Камилла. Вы, господин, должны снять маску.
Незнакомец. В самом деле?
Кассильда. В самом деле, пришло время… Все сбросили их, все, кроме вас.
Незнакомец. На мне нет маски.
Камилла (в ужасе к Кассильде): Нет маски? Нет маски!
Я слушал его завороженно, хотя и совсем не знал химии. Он взял белую лилию, которую Женевьева принесла в то утро из Нотр-Дама, и бросил ее в чашу. Жидкость тут же утратила свою кристальную чистоту. Лилию окутала молочно-белая пена и, опав, придала раствору жемчужный блеск. Оранжево-алые переливы играли на поверхности, пока луч, яркий, как солнце, не ударил со дна, оттуда, где находился цветок. На мгновение он погрузил руку внутрь и достал лилию.
– Это не опасно, – объяснил он, – если выбрать нужный момент. Золотой луч служит сигналом.
Он положил цветок мне на ладонь. Тот превратился в камень, в белейший мрамор.
– Посмотри, – сказал он. – Само совершенство. Какой скульптор сможет передать такое?
В мраморе, чистом, как снег, голубели тонкие, будто нарисованные карандашом жилки, тень румянца медлила в лепестках.
– Не проси у меня объяснений. – Он улыбнулся, заметив мое удивление. – Я понятия не имею, почему жилки и сердцевина окрашены, с ними всегда так. Вчера я экспериментировал с одной из золотых рыбок Женевьевы. Вот она.
Рыбка казалась мраморной, но стоило поднести ее к свету – и в камне узорно засинели сосуды, а глубина замерцала розой и перламутром. Я посмотрел вниз. Жидкость вновь казалась кристально чистой.
– Что, если я ее коснусь?
– Не знаю, – ответил он. – Лучше не пробовать.
– Любопытно, – сказал я. – Откуда взялся тот солнечный луч?
– Действительно как будто солнечный. Он всегда появляется, когда я погружаю в жидкость нечто живое.
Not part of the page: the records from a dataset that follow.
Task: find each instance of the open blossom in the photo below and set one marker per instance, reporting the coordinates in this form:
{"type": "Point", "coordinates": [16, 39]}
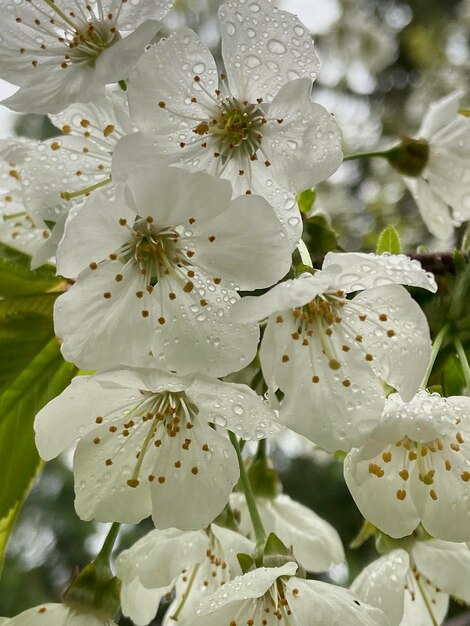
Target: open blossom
{"type": "Point", "coordinates": [257, 126]}
{"type": "Point", "coordinates": [274, 597]}
{"type": "Point", "coordinates": [18, 229]}
{"type": "Point", "coordinates": [330, 355]}
{"type": "Point", "coordinates": [158, 270]}
{"type": "Point", "coordinates": [193, 564]}
{"type": "Point", "coordinates": [55, 615]}
{"type": "Point", "coordinates": [412, 587]}
{"type": "Point", "coordinates": [146, 445]}
{"type": "Point", "coordinates": [442, 190]}
{"type": "Point", "coordinates": [315, 543]}
{"type": "Point", "coordinates": [415, 468]}
{"type": "Point", "coordinates": [66, 51]}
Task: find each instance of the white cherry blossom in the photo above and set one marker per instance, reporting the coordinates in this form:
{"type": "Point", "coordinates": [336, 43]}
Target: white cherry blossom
{"type": "Point", "coordinates": [412, 587]}
{"type": "Point", "coordinates": [257, 126]}
{"type": "Point", "coordinates": [192, 563]}
{"type": "Point", "coordinates": [415, 468]}
{"type": "Point", "coordinates": [442, 191]}
{"type": "Point", "coordinates": [17, 226]}
{"type": "Point", "coordinates": [316, 544]}
{"type": "Point", "coordinates": [158, 269]}
{"type": "Point", "coordinates": [65, 51]}
{"type": "Point", "coordinates": [330, 355]}
{"type": "Point", "coordinates": [146, 445]}
{"type": "Point", "coordinates": [273, 596]}
{"type": "Point", "coordinates": [56, 615]}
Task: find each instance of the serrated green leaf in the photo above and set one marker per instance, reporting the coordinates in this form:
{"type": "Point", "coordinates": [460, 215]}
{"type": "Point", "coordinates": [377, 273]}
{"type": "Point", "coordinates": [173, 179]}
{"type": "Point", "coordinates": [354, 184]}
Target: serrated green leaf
{"type": "Point", "coordinates": [16, 279]}
{"type": "Point", "coordinates": [42, 377]}
{"type": "Point", "coordinates": [389, 241]}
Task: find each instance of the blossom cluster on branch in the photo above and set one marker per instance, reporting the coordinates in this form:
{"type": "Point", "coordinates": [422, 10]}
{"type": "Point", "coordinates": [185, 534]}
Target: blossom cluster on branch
{"type": "Point", "coordinates": [169, 206]}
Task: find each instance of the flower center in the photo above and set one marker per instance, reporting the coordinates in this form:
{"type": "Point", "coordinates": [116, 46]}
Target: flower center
{"type": "Point", "coordinates": [90, 39]}
{"type": "Point", "coordinates": [235, 127]}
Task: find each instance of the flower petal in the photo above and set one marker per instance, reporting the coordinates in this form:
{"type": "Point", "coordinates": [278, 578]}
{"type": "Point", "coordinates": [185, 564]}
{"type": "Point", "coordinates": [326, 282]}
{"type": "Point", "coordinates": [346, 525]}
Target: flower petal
{"type": "Point", "coordinates": [253, 257]}
{"type": "Point", "coordinates": [81, 403]}
{"type": "Point", "coordinates": [396, 335]}
{"type": "Point", "coordinates": [373, 584]}
{"type": "Point", "coordinates": [184, 498]}
{"type": "Point", "coordinates": [257, 67]}
{"type": "Point", "coordinates": [235, 407]}
{"type": "Point", "coordinates": [306, 147]}
{"type": "Point", "coordinates": [364, 271]}
{"type": "Point", "coordinates": [314, 603]}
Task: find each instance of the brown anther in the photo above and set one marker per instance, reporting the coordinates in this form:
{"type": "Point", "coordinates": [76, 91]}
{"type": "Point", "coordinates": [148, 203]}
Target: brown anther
{"type": "Point", "coordinates": [376, 470]}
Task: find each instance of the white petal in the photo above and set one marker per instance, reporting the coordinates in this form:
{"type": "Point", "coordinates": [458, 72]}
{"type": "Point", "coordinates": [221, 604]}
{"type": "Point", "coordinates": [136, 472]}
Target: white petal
{"type": "Point", "coordinates": [439, 114]}
{"type": "Point", "coordinates": [251, 585]}
{"type": "Point", "coordinates": [96, 226]}
{"type": "Point", "coordinates": [54, 89]}
{"type": "Point", "coordinates": [193, 494]}
{"type": "Point", "coordinates": [306, 147]}
{"type": "Point", "coordinates": [314, 603]}
{"type": "Point", "coordinates": [335, 408]}
{"type": "Point", "coordinates": [116, 62]}
{"type": "Point", "coordinates": [173, 196]}
{"type": "Point", "coordinates": [90, 322]}
{"type": "Point", "coordinates": [376, 495]}
{"type": "Point", "coordinates": [139, 603]}
{"type": "Point", "coordinates": [363, 271]}
{"type": "Point", "coordinates": [257, 67]}
{"type": "Point", "coordinates": [401, 360]}
{"type": "Point", "coordinates": [103, 463]}
{"type": "Point", "coordinates": [287, 295]}
{"type": "Point", "coordinates": [235, 407]}
{"type": "Point", "coordinates": [245, 244]}
{"type": "Point", "coordinates": [434, 211]}
{"type": "Point", "coordinates": [68, 416]}
{"type": "Point", "coordinates": [416, 611]}
{"type": "Point", "coordinates": [152, 83]}
{"type": "Point", "coordinates": [382, 584]}
{"type": "Point", "coordinates": [446, 564]}
{"type": "Point", "coordinates": [158, 558]}
{"type": "Point", "coordinates": [316, 544]}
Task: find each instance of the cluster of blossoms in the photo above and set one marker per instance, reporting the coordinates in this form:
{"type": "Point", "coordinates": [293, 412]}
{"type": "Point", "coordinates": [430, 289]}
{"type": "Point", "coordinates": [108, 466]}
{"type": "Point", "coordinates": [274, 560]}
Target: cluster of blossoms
{"type": "Point", "coordinates": [160, 201]}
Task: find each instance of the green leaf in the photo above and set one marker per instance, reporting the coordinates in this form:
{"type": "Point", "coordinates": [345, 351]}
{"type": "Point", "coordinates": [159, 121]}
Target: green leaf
{"type": "Point", "coordinates": [389, 241]}
{"type": "Point", "coordinates": [16, 279]}
{"type": "Point", "coordinates": [306, 200]}
{"type": "Point", "coordinates": [32, 372]}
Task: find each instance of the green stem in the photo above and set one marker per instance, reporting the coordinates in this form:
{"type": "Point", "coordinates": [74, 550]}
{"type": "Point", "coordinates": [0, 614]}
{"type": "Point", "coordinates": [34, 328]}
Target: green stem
{"type": "Point", "coordinates": [366, 155]}
{"type": "Point", "coordinates": [304, 254]}
{"type": "Point", "coordinates": [463, 361]}
{"type": "Point", "coordinates": [435, 351]}
{"type": "Point", "coordinates": [260, 533]}
{"type": "Point", "coordinates": [104, 554]}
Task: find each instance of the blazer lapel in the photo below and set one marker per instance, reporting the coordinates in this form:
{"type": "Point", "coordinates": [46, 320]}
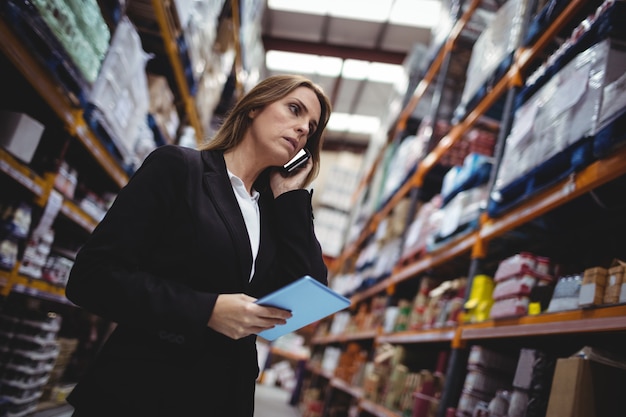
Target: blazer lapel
{"type": "Point", "coordinates": [218, 188]}
{"type": "Point", "coordinates": [267, 248]}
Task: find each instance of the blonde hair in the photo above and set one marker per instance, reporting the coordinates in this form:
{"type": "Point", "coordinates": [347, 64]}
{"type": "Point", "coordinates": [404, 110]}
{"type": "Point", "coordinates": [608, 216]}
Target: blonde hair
{"type": "Point", "coordinates": [271, 89]}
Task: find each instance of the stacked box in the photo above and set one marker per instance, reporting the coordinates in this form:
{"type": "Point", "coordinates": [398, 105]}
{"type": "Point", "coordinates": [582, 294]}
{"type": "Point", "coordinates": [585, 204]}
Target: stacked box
{"type": "Point", "coordinates": [566, 109]}
{"type": "Point", "coordinates": [28, 351]}
{"type": "Point", "coordinates": [497, 42]}
{"type": "Point", "coordinates": [120, 94]}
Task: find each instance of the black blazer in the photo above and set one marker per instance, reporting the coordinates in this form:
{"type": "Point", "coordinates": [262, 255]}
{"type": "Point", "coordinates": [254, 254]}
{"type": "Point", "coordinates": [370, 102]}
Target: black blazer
{"type": "Point", "coordinates": [172, 241]}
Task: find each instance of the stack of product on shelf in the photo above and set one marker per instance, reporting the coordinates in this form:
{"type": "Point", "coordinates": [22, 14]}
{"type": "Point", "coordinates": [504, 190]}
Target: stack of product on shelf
{"type": "Point", "coordinates": [575, 95]}
{"type": "Point", "coordinates": [332, 217]}
{"type": "Point", "coordinates": [603, 286]}
{"type": "Point", "coordinates": [434, 306]}
{"type": "Point", "coordinates": [119, 101]}
{"type": "Point", "coordinates": [492, 52]}
{"type": "Point", "coordinates": [27, 356]}
{"type": "Point", "coordinates": [421, 230]}
{"type": "Point", "coordinates": [515, 279]}
{"type": "Point", "coordinates": [480, 299]}
{"type": "Point", "coordinates": [531, 384]}
{"type": "Point", "coordinates": [488, 372]}
{"type": "Point", "coordinates": [55, 390]}
{"type": "Point", "coordinates": [162, 107]}
{"type": "Point", "coordinates": [566, 295]}
{"type": "Point", "coordinates": [20, 134]}
{"type": "Point", "coordinates": [80, 28]}
{"type": "Point", "coordinates": [390, 382]}
{"type": "Point", "coordinates": [589, 383]}
{"type": "Point", "coordinates": [36, 254]}
{"type": "Point", "coordinates": [351, 364]}
{"type": "Point", "coordinates": [15, 223]}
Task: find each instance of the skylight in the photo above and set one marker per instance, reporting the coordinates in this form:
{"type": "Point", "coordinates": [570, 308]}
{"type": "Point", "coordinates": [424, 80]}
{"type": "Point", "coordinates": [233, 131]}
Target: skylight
{"type": "Point", "coordinates": [417, 13]}
{"type": "Point", "coordinates": [353, 123]}
{"type": "Point", "coordinates": [353, 69]}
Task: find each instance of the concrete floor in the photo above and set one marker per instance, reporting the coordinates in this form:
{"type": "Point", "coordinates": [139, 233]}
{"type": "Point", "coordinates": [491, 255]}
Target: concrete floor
{"type": "Point", "coordinates": [270, 402]}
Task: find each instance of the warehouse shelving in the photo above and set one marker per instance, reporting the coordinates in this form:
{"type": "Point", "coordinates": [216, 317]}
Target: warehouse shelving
{"type": "Point", "coordinates": [58, 101]}
{"type": "Point", "coordinates": [474, 246]}
{"type": "Point", "coordinates": [166, 22]}
{"type": "Point", "coordinates": [68, 110]}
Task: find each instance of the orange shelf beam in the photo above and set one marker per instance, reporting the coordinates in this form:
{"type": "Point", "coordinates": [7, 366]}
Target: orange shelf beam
{"type": "Point", "coordinates": [58, 101]}
{"type": "Point", "coordinates": [598, 173]}
{"type": "Point", "coordinates": [576, 321]}
{"type": "Point", "coordinates": [167, 32]}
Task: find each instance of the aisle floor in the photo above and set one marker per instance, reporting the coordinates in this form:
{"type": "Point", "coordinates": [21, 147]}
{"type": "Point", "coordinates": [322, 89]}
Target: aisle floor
{"type": "Point", "coordinates": [270, 402]}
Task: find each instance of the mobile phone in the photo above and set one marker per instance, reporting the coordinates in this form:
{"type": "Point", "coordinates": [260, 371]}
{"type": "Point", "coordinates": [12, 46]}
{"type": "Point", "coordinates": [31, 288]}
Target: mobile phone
{"type": "Point", "coordinates": [297, 161]}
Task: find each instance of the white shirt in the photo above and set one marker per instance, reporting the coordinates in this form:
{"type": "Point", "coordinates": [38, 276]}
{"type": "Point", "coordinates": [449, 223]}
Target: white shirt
{"type": "Point", "coordinates": [249, 205]}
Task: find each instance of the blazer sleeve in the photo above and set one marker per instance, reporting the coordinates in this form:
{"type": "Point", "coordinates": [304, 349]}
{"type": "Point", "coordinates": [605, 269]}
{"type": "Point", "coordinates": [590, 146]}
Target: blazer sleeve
{"type": "Point", "coordinates": [108, 278]}
{"type": "Point", "coordinates": [299, 251]}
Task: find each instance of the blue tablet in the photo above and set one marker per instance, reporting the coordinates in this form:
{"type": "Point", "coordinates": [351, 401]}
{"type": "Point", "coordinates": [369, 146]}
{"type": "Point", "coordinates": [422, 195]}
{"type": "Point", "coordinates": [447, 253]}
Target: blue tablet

А вдруг, – продолжал он с улыбкой, – это искра жизни, стремящаяся к своему источнику?
Я погрозил ему муштабелем[3], но он лишь рассмеялся и сменил тему:
– Останься на ланч. Женевьева вот-вот вернется.
– Я видел, она шла к утренней мессе, – ответил я. – Свежая и прекрасная, как эта лилия, пока ты ее не испортил.
– Испортил? Так ты думаешь? – Борис помрачнел.
– Испортил, сохранил, трудно сказать.
Мы сидели в углу студии рядом с неоконченными «Мойрами». Он откинулся на софу, крутя резец в пальцах, снова и снова поглядывая на скульптуру.
– Кстати, – проговорил он, – я закончил старую, скучную «Ариадну» и, полагаю, отправлю ее в Салон. Она – все, что у меня сейчас есть, но после успеха «Мадонны», стыдно посылать такую безделицу.
«Мадонна» – мраморный шедевр, для которого позировала Женевьева, – была сенсацией прошлогодней выставки. Я рассматривал «Ариадну». Мастерское исполнение, и все же Борис оказался прав: от него ожидали большего. Увы, невозможно было и помыслить о том, чтобы закончить к открытию Салона восхитительную и ужасную группу, наполовину выступавшую из камня за моей спиной. «Мойрам» придется подождать.
Мы гордились Борисом Ивэйном. Считали своим – он говорил, что рожден в Америке, хотя его отец был французом, а мать – русской. Каждый в Beaux Arts[4] звал его по имени. Но лишь к двоим из нас он обращался с той же простотой – к Джеку Скотту и ко мне. Возможно, своей любовью к Женевьеве я заслужил его симпатию. Впрочем, мы этого никогда не обсуждали. После того как решение было принято и она со слезами на глазах сказала мне, что любит Бориса, я пошел к нему и поздравил с победой. Наша встреча была сердечной, что, впрочем, не обмануло никого из нас, и наша дружба осталась утешением для всех. Не уверен, что они с Женевьевой говорили об этой встрече, но Борис помнил о ней.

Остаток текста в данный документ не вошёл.